OPTIMIZING PLANT NUTRITIONAL PHYSIOLOGY AND GROWTH IN CONTROLLED ENVIRONMENT HORTICULTURE FOR HIGH-VALUE CROP PRODUCTION

Abstract

Controlled environment agriculture and vertical farming have emerged as critical solutions to address food security challenges driven by urbanization, climate change, and declining arable land. This study experimentally evaluated plant growth performance, physiological efficiency, and resource-use dynamics under adaptive controlled environment systems integrating real-time sensing, automated regulation, and data-driven optimization. The results demonstrate that dynamic environmental control significantly improves biomass accumulation, nutrient use efficiency, and stress resilience compared to static cultivation regimes. Performance comparison analyses revealed enhanced photosynthetic response, optimized carbon utilization, and reduced physiological variability across treatments employing adaptive feedback mechanisms.
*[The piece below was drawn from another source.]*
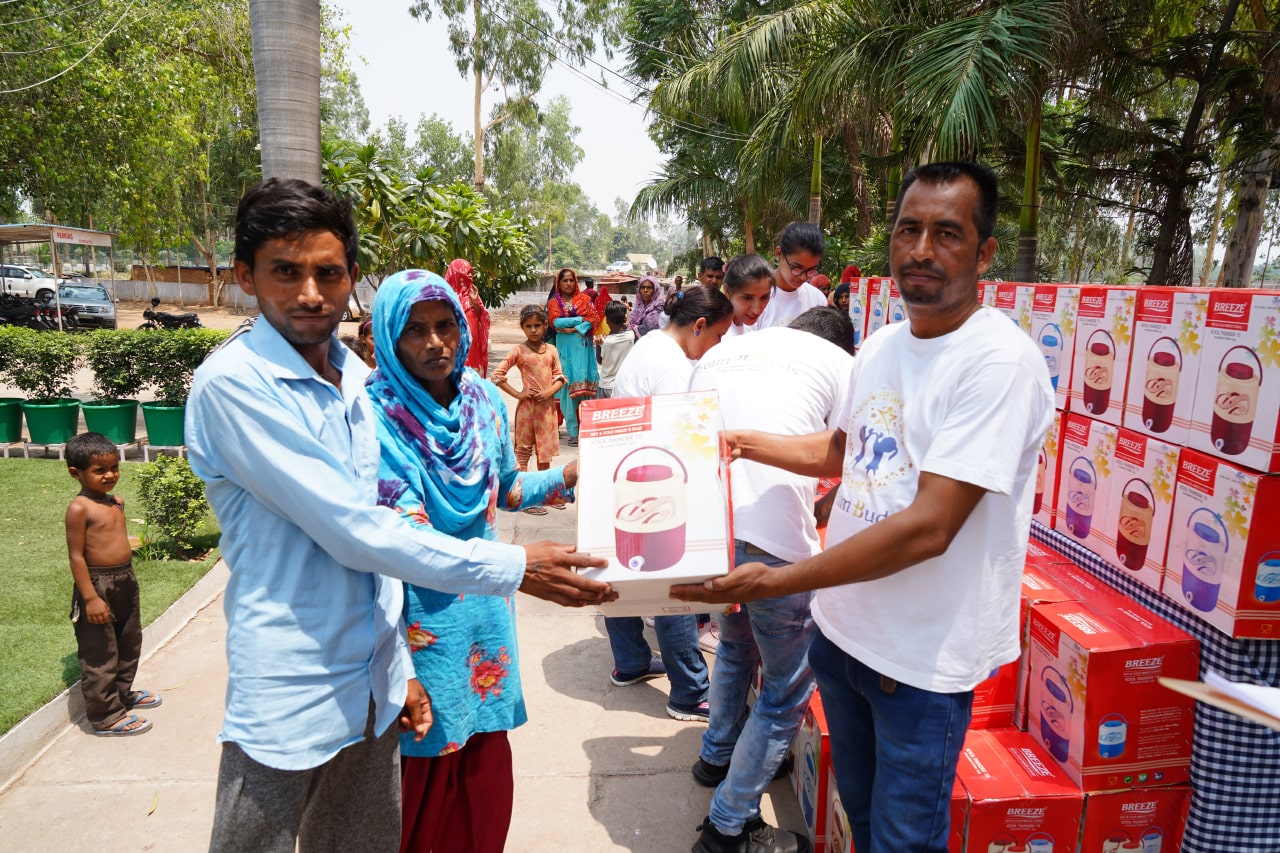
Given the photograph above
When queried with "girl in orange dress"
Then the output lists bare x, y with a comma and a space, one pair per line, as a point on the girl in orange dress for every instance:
538, 361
Predictive modeling showed strong agreement with observed growth trajectories, confirming the reliability of intelligent control strategies for anticipating plant responses. Importantly, productivity gains were achieved alongside improved sustainability metrics, including reduced resource waste and stabilized energy demand. These findings highlight the critical role of integrated environmental management in maximizing yield quality and system efficiency. Overall, the study provides robust evidence that intelligent controlled environment horticulture can deliver high-value crop production while supporting sustainable and resilient food systems.